Key Concepts and Formulas

• Property of Definite Integrals: The value of a definite integral $\int_a^b f(x) dx$ remains unchanged if we replace $x$ with $a+b-x$. This property is stated as: $\int\limits_a^b {f\left( x \right)dx = \int\limits_a^b {f\left( {a + b - x} \right)dx} }$
• Integral of a Constant: The integral of a constant $c$ with respect to $x$ is $cx$. $\int c \, dx = cx + C$ For definite integrals: $\int_a^b c \, dx = c(b-a)$

Step-by-Step Solution

Step 1: Define the Integral and Identify Limits Let the given integral be $I$. $I = \int\limits_3^6 {{{\sqrt x } \over {\sqrt {9 - x} + \sqrt x }}} dx$ The limits of integration are $a=3$ and $b=6$.

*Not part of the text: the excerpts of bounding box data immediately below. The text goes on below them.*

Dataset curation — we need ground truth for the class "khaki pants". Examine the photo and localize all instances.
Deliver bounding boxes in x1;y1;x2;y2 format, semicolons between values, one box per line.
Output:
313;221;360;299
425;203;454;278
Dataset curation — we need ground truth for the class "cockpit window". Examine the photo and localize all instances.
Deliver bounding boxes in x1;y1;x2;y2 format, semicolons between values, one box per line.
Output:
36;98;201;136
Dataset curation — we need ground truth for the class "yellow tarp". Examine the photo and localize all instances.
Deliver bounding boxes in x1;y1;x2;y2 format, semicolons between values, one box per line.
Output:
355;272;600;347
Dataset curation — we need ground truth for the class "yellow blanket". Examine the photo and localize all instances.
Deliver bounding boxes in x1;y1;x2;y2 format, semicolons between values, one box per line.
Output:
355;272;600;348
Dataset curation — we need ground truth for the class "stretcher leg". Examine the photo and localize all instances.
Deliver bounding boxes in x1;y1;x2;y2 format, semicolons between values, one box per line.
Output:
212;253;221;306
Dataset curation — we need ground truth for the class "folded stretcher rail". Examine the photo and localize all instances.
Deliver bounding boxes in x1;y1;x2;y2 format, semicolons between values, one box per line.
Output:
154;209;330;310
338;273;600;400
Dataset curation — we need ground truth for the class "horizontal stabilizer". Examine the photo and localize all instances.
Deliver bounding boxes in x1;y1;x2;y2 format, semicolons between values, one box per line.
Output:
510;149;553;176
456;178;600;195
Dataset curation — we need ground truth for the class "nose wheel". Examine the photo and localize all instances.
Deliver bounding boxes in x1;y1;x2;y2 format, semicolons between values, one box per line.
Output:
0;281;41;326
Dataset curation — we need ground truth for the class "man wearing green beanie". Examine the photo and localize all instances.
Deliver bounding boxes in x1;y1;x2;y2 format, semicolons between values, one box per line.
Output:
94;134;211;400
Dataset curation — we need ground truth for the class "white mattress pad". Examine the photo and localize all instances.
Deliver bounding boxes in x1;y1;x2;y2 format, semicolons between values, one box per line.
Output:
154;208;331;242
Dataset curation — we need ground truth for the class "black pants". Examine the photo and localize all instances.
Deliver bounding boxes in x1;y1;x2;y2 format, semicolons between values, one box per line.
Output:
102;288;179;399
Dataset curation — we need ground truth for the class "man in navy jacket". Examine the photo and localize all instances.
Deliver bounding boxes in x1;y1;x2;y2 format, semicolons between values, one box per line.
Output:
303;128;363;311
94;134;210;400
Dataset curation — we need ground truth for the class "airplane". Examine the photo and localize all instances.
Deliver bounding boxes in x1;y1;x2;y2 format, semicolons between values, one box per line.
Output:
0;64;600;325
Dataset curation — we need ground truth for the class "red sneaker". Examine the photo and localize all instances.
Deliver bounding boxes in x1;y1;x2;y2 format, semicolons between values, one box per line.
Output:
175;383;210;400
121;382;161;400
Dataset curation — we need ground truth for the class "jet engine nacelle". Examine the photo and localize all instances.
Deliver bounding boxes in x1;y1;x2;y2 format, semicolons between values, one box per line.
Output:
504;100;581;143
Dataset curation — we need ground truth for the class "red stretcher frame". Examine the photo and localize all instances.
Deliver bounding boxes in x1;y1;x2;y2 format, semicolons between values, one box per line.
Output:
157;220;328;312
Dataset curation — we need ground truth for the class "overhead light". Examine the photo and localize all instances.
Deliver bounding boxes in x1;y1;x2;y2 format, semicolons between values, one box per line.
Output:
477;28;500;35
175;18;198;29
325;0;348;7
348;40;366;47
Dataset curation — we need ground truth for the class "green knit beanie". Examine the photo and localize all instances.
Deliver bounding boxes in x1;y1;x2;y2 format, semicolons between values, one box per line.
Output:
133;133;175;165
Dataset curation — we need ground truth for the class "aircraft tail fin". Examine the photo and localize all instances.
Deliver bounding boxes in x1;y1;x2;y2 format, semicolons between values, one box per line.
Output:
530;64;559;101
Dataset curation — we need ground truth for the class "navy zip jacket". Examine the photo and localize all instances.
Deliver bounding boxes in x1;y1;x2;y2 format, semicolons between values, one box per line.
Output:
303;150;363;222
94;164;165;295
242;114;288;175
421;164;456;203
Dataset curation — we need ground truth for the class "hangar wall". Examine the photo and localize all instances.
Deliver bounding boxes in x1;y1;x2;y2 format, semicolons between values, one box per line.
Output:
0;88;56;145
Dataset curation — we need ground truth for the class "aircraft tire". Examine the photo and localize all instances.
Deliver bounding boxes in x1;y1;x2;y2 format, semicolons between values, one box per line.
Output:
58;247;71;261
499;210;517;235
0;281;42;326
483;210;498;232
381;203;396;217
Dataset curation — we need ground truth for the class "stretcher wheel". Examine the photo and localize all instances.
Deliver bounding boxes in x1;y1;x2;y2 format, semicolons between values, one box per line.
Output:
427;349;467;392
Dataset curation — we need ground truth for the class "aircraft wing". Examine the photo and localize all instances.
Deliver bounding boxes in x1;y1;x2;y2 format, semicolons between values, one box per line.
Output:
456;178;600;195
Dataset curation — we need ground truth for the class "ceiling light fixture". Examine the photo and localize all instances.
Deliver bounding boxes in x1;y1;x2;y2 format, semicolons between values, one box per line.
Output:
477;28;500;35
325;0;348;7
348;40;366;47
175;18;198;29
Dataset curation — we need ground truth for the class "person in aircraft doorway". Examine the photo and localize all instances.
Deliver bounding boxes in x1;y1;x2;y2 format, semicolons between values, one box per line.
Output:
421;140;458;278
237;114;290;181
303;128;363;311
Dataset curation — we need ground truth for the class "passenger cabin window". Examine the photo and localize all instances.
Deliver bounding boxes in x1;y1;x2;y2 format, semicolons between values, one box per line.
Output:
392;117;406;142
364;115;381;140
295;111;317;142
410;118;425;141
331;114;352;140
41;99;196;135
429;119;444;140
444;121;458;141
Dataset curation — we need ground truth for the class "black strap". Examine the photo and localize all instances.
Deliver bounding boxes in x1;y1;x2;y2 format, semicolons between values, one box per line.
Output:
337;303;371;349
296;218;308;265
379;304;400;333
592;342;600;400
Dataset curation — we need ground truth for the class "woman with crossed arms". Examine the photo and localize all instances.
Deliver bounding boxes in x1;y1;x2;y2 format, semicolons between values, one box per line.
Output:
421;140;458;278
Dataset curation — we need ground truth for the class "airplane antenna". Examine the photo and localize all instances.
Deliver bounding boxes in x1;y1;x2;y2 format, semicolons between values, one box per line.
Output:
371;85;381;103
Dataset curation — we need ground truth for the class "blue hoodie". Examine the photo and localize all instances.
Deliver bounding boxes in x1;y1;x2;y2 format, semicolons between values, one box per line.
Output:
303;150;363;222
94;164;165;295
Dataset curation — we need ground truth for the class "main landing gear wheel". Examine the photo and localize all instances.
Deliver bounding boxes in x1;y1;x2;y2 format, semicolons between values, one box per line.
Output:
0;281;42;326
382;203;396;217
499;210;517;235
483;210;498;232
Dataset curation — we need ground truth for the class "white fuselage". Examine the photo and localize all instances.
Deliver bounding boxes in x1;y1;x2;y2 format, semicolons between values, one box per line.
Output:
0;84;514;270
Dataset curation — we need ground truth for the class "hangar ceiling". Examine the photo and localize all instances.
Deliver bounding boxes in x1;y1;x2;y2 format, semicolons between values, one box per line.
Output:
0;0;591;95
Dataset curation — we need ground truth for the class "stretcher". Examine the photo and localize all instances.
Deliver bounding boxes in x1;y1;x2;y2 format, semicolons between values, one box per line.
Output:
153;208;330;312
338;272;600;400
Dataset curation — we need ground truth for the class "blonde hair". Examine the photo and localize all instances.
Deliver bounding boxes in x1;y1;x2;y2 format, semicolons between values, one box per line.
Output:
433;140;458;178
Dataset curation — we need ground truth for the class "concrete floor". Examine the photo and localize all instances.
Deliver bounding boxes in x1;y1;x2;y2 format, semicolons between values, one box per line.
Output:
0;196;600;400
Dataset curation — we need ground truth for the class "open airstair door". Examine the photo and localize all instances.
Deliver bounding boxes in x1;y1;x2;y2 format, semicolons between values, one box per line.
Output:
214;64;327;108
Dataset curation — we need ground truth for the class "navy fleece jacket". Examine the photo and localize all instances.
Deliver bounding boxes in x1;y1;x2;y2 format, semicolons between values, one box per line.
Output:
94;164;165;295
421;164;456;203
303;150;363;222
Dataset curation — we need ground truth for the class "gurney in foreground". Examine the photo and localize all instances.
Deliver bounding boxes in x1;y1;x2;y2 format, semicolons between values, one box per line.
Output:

Step 2: Apply the Property of Definite Integrals We use the property $\int_a^b f(x) dx = \int_a^b f(a+b-x) dx$. Here, $a+b = 3+6 = 9$. We substitute $x$ with $(9-x)$ in the integrand. Let $f(x) = \frac{\sqrt{x}}{\sqrt{9-x} + \sqrt{x}}$. Then, $f(9-x) = \frac{\sqrt{9-x}}{\sqrt{9-(9-x)} + \sqrt{9-x}} = \frac{\sqrt{9-x}}{\sqrt{x} + \sqrt{9-x}}$. Applying the property, we get a new expression for $I$: $I = \int\limits_3^6 {{{\sqrt {9 - x} } \over {\sqrt x + \sqrt {9 - x} }}} dx \quad \ldots(2)$

Step 3: Combine the Original and Transformed Integrals We now have two expressions for $I$: $I = \int\limits_3^6 {{{\sqrt x } \over {\sqrt {9 - x} + \sqrt x }}} dx \quad \ldots(1)$ $I = \int\limits_3^6 {{{\sqrt {9 - x} } \over {\sqrt x + \sqrt {9 - x} }}} dx \quad \ldots(2)$ Adding equation (1) and equation (2): $I + I = \int\limits_3^6 {{{\sqrt x } \over {\sqrt {9 - x} + \sqrt x }}} dx + \int\limits_3^6 {{{\sqrt {9 - x} } \over {\sqrt x + \sqrt {9 - x} }}} dx$ Since the limits of integration are the same, we can combine the integrands: $2I = \int\limits_3^6 \left( {{{\sqrt x } \over {\sqrt {9 - x} + \sqrt x }} + {{\sqrt {9 - x} } \over {\sqrt x + \sqrt {9 - x} }}} \right) dx$ The denominators are identical: $\sqrt{9-x} + \sqrt{x}$. Therefore, we can add the numerators directly: $2I = \int\limits_3^6 \left( {{{\sqrt x + \sqrt {9 - x} } \over {\sqrt {9 - x} + \sqrt x }}} \right) dx$ The term in the parenthesis simplifies to 1: $2I = \int\limits_3^6 1 \, dx$

Step 4: Evaluate the Simplified Integral The integral of $1$ with respect to $x$ is $x$. $2I = \left[ x \right]_3^6$ Applying the limits of integration: $2I = 6 - 3$ $2I = 3$

Step 5: Solve for $I$ Divide both sides by 2 to find the value of the original integral: $I = {3 \over 2}$

Common Mistakes & Tips

• Forgetting the $2I$: A frequent error is to equate the result of the simplified integral directly to $I$ instead of $2I$. Always remember that you are adding the original integral to itself.
• Incorrect Substitution: Ensure that when applying the property $x \to a+b-x$, you correctly substitute into all occurrences of $x$ in the integrand, especially within nested functions like square roots.
• Recognizing Simplification: The power of this property lies in the simplification of the integrand. Look for cases where $f(x) + f(a+b-x)$ results in a constant or a much simpler function, as seen here where it simplified to 1.

Summary

The problem is solved by leveraging a key property of definite integrals: $\int_a^b f(x) dx = \int_a^b f(a+b-x) dx$. By applying this property to the given integral, we obtained an alternative expression for the same integral. Adding the original and the transformed integral resulted in a significant simplification of the integrand to 1, making the final evaluation straightforward. The value of the integral is found to be $\frac{3}{2}$.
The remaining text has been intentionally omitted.